Une position similaire à celle de Schlosberg a été adoptée par Sergei Markedonov, un expert renommé des conflits post-soviétiques. “La Russie a besoin d’une opposition pour que les autorités ne mentent pas et ne volent pas” (…) mais cette opposition doit défendre les intérêts de son pays et non ceux des autres”, a noté l’expert sur les réseaux sociaux. “Je ne souhaiterai pas la défaite de mon pays et de son armée, quelle que soit mon attitude envers Poutine”, car “la défaite de mon pays ne sera pas la défaite de Poutine, mais la voie de la désintégration et de la dégradation de nous tous”. », a-t-il écrit. “Nous avons déjà vécu la transformation de la guerre impérialiste en guerre civile”, a-t-il déclaré, faisant référence à la Première Guerre mondiale et à l’arrivée au pouvoir des bolcheviks, qui a eu un prix “trop élevé” pour la Russie. “Si les hommes politiques russes en exil n’ont pas “d’empathie et de sympathie” pour le peuple russe, qu’ils se présentent comme des hommes politiques américains et européens et disent sincèrement qu’ils s’intéressent aux échecs et aux défaites de la Russie”, a noté Markedonov.

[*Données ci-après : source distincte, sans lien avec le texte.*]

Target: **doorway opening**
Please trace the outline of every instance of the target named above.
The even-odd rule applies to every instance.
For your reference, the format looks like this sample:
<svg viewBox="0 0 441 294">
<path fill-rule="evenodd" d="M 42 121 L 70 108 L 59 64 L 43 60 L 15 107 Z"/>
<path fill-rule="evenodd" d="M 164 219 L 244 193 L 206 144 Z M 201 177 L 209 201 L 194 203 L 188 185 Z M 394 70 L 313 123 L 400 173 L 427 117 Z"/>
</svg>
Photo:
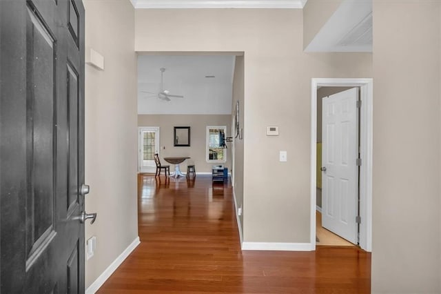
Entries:
<svg viewBox="0 0 441 294">
<path fill-rule="evenodd" d="M 317 90 L 316 245 L 358 244 L 358 87 Z"/>
<path fill-rule="evenodd" d="M 372 79 L 312 79 L 311 80 L 311 243 L 315 249 L 316 243 L 316 210 L 320 204 L 317 201 L 317 141 L 318 141 L 318 90 L 322 87 L 347 87 L 360 88 L 360 108 L 359 110 L 360 126 L 360 159 L 359 167 L 359 210 L 360 216 L 359 245 L 361 248 L 371 251 L 372 235 Z M 320 138 L 318 138 L 320 139 Z M 320 207 L 320 206 L 318 206 Z"/>
</svg>

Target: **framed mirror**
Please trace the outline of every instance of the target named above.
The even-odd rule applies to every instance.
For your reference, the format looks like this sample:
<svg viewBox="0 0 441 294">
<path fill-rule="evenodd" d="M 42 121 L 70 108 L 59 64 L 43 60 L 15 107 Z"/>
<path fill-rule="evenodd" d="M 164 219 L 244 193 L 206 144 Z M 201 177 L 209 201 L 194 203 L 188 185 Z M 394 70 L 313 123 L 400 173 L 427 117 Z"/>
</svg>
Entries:
<svg viewBox="0 0 441 294">
<path fill-rule="evenodd" d="M 189 126 L 175 126 L 173 133 L 173 144 L 174 146 L 190 146 Z"/>
</svg>

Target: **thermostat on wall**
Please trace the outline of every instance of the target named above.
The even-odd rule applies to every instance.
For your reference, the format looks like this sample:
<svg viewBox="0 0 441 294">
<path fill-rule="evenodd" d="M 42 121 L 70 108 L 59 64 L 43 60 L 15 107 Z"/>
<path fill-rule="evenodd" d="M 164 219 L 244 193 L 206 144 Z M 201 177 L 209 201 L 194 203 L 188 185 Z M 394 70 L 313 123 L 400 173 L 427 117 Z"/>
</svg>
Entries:
<svg viewBox="0 0 441 294">
<path fill-rule="evenodd" d="M 267 136 L 278 136 L 278 126 L 267 126 Z"/>
</svg>

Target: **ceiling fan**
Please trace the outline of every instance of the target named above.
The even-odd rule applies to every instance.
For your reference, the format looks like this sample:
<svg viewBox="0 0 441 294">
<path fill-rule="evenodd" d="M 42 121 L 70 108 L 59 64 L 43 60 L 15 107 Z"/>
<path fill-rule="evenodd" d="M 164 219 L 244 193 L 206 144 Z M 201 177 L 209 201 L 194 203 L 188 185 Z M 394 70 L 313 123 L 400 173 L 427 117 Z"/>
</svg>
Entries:
<svg viewBox="0 0 441 294">
<path fill-rule="evenodd" d="M 160 100 L 170 101 L 171 100 L 170 97 L 171 98 L 183 98 L 184 97 L 182 95 L 174 95 L 170 94 L 170 91 L 167 90 L 164 90 L 163 75 L 164 75 L 164 72 L 165 71 L 165 68 L 159 68 L 159 70 L 161 70 L 161 88 L 159 90 L 159 92 L 154 93 L 152 92 L 147 92 L 147 91 L 141 91 L 141 92 L 143 93 L 153 94 L 154 96 L 151 96 L 151 97 L 157 97 L 158 99 L 159 99 Z"/>
</svg>

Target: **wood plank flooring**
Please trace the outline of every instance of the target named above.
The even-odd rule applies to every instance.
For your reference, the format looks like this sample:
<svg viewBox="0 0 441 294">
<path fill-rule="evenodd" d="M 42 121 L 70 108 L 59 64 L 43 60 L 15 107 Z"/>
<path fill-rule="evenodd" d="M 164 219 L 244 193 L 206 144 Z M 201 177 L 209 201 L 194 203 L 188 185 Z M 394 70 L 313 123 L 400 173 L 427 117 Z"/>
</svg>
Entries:
<svg viewBox="0 0 441 294">
<path fill-rule="evenodd" d="M 316 233 L 318 240 L 316 245 L 347 246 L 355 246 L 350 242 L 334 234 L 322 226 L 322 214 L 316 211 Z"/>
<path fill-rule="evenodd" d="M 139 176 L 141 244 L 99 293 L 369 293 L 357 247 L 241 251 L 229 185 Z"/>
</svg>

« Les gens qui se réjouissent des meurtres de leurs propres citoyens, de la prise de territoires à leur propre pays » et ceux qui sont « prêts à travailler publiquement en tant qu’administrations d’occupation » (…) sont stupides et n’ont pas d’avenir dans le pays. « Ce sont des gens toxiques qui empoisonneront l’image et la réputation de quiconque interagit avec eux », a déclaré le politologue respecté Alexandr Kynev, qui soutient également Schlosberg. Kynev appartenait à Golos (une ONG d’observation électorale désormais interdite en Russie) et plusieurs de ses anciens collègues sont aujourd’hui en prison ou en exil.

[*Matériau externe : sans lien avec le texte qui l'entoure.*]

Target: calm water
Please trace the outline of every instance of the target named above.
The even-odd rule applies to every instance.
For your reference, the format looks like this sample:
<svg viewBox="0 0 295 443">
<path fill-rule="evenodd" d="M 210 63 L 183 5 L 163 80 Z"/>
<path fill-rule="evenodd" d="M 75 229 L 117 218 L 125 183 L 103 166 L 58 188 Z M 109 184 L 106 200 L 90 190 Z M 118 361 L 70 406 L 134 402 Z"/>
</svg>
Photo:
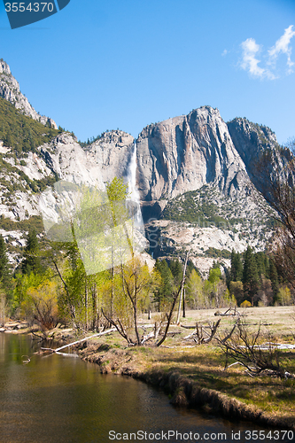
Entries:
<svg viewBox="0 0 295 443">
<path fill-rule="evenodd" d="M 269 430 L 175 408 L 167 395 L 142 382 L 103 376 L 79 358 L 36 350 L 29 337 L 0 334 L 0 443 L 294 441 L 291 433 L 283 439 L 272 430 L 263 439 Z M 31 361 L 23 364 L 22 355 Z M 260 438 L 247 430 L 262 431 Z M 130 435 L 139 431 L 147 434 Z"/>
</svg>

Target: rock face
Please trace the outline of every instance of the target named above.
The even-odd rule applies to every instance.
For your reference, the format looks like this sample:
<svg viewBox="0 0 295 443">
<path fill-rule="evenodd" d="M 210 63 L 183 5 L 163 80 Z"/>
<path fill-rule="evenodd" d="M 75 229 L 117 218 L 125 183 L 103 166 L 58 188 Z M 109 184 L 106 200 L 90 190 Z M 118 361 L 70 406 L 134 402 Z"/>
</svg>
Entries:
<svg viewBox="0 0 295 443">
<path fill-rule="evenodd" d="M 59 179 L 105 189 L 115 176 L 127 177 L 134 138 L 123 131 L 111 131 L 82 149 L 68 133 L 42 146 L 41 152 Z"/>
<path fill-rule="evenodd" d="M 150 125 L 136 143 L 143 200 L 169 199 L 207 183 L 231 195 L 247 180 L 226 123 L 210 106 Z"/>
<path fill-rule="evenodd" d="M 58 128 L 56 122 L 52 119 L 40 115 L 35 112 L 27 98 L 20 92 L 19 82 L 12 74 L 9 66 L 2 59 L 0 60 L 0 97 L 10 102 L 17 109 L 23 111 L 25 115 L 40 121 L 43 125 L 49 123 L 53 128 Z"/>
<path fill-rule="evenodd" d="M 35 111 L 3 60 L 0 97 L 26 115 L 55 125 Z M 270 152 L 283 170 L 291 155 L 278 146 L 268 128 L 246 119 L 227 124 L 217 109 L 203 106 L 147 126 L 136 142 L 116 130 L 82 148 L 73 134 L 65 132 L 22 157 L 0 141 L 0 215 L 11 219 L 4 220 L 6 224 L 0 219 L 0 233 L 7 243 L 24 245 L 24 229 L 19 234 L 18 223 L 10 222 L 38 215 L 40 193 L 55 181 L 101 190 L 115 176 L 128 183 L 133 175 L 130 167 L 136 167 L 132 154 L 136 148 L 136 182 L 144 220 L 149 221 L 148 239 L 157 244 L 152 253 L 150 250 L 154 258 L 179 257 L 191 247 L 196 263 L 201 259 L 209 263 L 218 257 L 229 260 L 233 247 L 243 251 L 252 245 L 264 249 L 271 224 L 253 198 L 252 184 L 263 192 L 268 178 L 258 165 L 264 153 Z M 264 174 L 269 176 L 271 171 Z M 53 193 L 50 197 L 54 206 Z M 153 225 L 152 217 L 165 221 L 157 220 Z"/>
</svg>

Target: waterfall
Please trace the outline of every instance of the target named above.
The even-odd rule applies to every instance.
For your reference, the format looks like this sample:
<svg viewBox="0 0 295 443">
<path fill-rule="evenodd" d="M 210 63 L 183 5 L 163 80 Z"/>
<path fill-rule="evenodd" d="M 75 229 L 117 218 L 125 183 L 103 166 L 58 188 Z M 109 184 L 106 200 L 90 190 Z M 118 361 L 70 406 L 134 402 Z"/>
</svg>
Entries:
<svg viewBox="0 0 295 443">
<path fill-rule="evenodd" d="M 127 178 L 128 178 L 128 193 L 129 193 L 128 199 L 130 200 L 131 206 L 134 208 L 135 225 L 137 228 L 140 228 L 144 226 L 144 221 L 142 216 L 142 211 L 140 208 L 139 192 L 136 187 L 136 154 L 137 154 L 137 147 L 136 147 L 136 142 L 135 140 Z"/>
</svg>

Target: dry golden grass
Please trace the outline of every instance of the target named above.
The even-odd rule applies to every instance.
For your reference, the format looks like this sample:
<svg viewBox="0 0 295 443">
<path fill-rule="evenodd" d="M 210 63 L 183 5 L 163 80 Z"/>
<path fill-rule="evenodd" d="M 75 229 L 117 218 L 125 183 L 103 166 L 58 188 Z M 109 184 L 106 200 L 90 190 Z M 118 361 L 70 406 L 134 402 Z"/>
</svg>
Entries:
<svg viewBox="0 0 295 443">
<path fill-rule="evenodd" d="M 224 312 L 225 309 L 221 311 Z M 239 311 L 241 312 L 240 309 Z M 186 318 L 181 319 L 181 323 L 193 326 L 197 321 L 213 323 L 221 318 L 219 333 L 222 336 L 226 330 L 231 329 L 236 317 L 215 316 L 215 312 L 216 309 L 189 311 Z M 252 332 L 257 330 L 261 323 L 265 325 L 261 330 L 269 332 L 274 341 L 295 343 L 291 332 L 295 330 L 293 307 L 246 308 L 244 312 L 246 316 L 243 319 Z M 153 315 L 152 317 L 155 318 L 156 315 Z M 154 318 L 151 318 L 151 323 Z M 144 323 L 147 323 L 146 318 L 142 320 Z M 159 348 L 146 346 L 124 350 L 124 364 L 141 372 L 176 371 L 202 388 L 216 390 L 229 398 L 260 408 L 269 416 L 288 417 L 289 421 L 295 422 L 295 379 L 280 379 L 268 376 L 252 377 L 245 373 L 245 368 L 238 365 L 224 370 L 225 357 L 216 342 L 193 346 L 191 341 L 183 341 L 183 337 L 192 330 L 172 326 L 171 330 L 178 330 L 182 334 L 169 337 Z M 110 354 L 105 355 L 108 361 L 116 358 L 115 350 L 122 350 L 126 346 L 118 334 L 106 337 L 103 341 L 111 346 Z M 280 364 L 290 373 L 295 374 L 295 350 L 282 351 Z"/>
</svg>

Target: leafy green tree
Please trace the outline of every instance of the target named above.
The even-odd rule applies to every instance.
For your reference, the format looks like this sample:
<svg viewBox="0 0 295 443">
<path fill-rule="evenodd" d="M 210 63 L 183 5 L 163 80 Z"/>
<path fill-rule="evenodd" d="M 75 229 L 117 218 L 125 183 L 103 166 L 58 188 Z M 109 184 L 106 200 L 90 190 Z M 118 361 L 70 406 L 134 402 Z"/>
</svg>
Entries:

Le Conseil du Forum RL a demandé à ceux qui souhaitent envoyer de l’aide humanitaire aux habitants de Koursk de l’acheminer par l’intermédiaire de l’armée ukrainienne « tant que ne seront pas formées des structures de représentation politique de la résistance russe, capables d’assumer la responsabilité de l’organisation ». de la vie sur le territoire libéré du pouvoir de Poutine. » RL n’a pas précisé à quelle « résistance russe » il faisait référence.
Quant à la population russe en général, les sondages du centre Levada réalisés en juillet ont révélé que 75 % des Russes continuent de soutenir les actions de guerre de leur pays en Ukraine, contre 17 % contre. Une autre enquête menée le 11 août par la Fondation de l’Opinion Publique Russe (FOM dans son acronyme russe) a enregistré une forte augmentation de l’inquiétude parmi les citoyens, de sorte que le contingent de ceux qui se sentaient calmes à cette date (48%) avait diminué de 11 points par rapport à au 28 juillet et ceux qui étaient inquiets (45%) avaient augmenté de 12 points.